I can’t help but laugh. “No, it’s a good thing, and I probably should have done it sooner. I guess I just have a hard time … I don’t know … hurting people. Although he wasn’t hurt. Not in the way you should hurt when something with someone you cared about ends. I think his ego was more bruised than anything. And maybe he was a little angry that he wasn’t the one to do it.”

“Well, you’re a natural pleaser.” He lifts a hand and gestures to me. “You don’t like to upset people, for sure.

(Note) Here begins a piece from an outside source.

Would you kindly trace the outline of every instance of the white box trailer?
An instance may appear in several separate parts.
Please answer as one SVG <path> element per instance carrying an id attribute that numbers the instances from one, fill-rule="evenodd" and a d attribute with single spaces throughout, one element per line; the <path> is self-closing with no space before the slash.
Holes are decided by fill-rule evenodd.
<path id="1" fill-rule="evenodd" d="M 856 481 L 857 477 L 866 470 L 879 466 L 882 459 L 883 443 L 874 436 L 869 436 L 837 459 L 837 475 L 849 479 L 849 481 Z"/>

And not to sound like I know everything, but since I’m more in tune with my feelings now”—he chuckles—“you aren’t responsible for other people’s feelings or behavior. The only thing you can own is how you handle it. And if someone or something makes you unhappy or hurts you, it’s okay to walk away.”

“No, I know.” I shake my head. “I mean, I know I’m not responsible for other people, but I don’t like to be a problem or cause drama.”

“Okay, but, B, you have never in your life caused problems for anyone. You are the kindest and most selfless person I know. You are always thinking of everyone else and making sure we’re happy. But I want you to be just as happy. You are your only priority. Just like me, Dad, Charlie, and anyone else you feel like you need to take care of—we are responsible for ourselves. Although I take ownership of Charlie too.” He winks at me. “Not really, but you know what I mean. You can be considerate and want to take care of people, but not at the detriment of yourself. I know he was your first real boyfriend, but the few times I was around him and from what Charlie told me, he was a total asshole. I tried to keep my mouth shut because I didn’t want to interfere, and it was rough. I hoped you would figure it out on your own. And, look, you did because you’re a smart girl.” He smiles at me.

“Woman,” I correct him, smiling.

“Don’t remind me.”

I swat at him.

“I’m kidding. I know you are a woman, and I know you can take care of things on your own, but that doesn’t mean it’s easy for me. I’ve protected you your whole life.” He reaches over and squeezes my shoulder.

I nod. “I know, and I’m really lucky to have you as my big brother.”

“I have an idea.” He sits up and drops his feet to the floor. “When we go to Vegas, I think you should let loose. Do something you wouldn’t normally do. Have fun. Likerealfun. Without worrying about anyone but yourself. If it makes you happy, do it.”

“I don’t know about that. I usually just follow along with what everyone wants to do. Not that I’m complaining. Y’all are fun. But I don’t really see myself going wild with ideas on my own.” I laugh half-heartedly.

“I mean, I don’t want you to get hurt in any way, but it’s okay to have fun. To do things that you like or might want to try.”

“Who are you right now? Don’t act like you’re some adventurous guy either.” I poke him in the shoulder.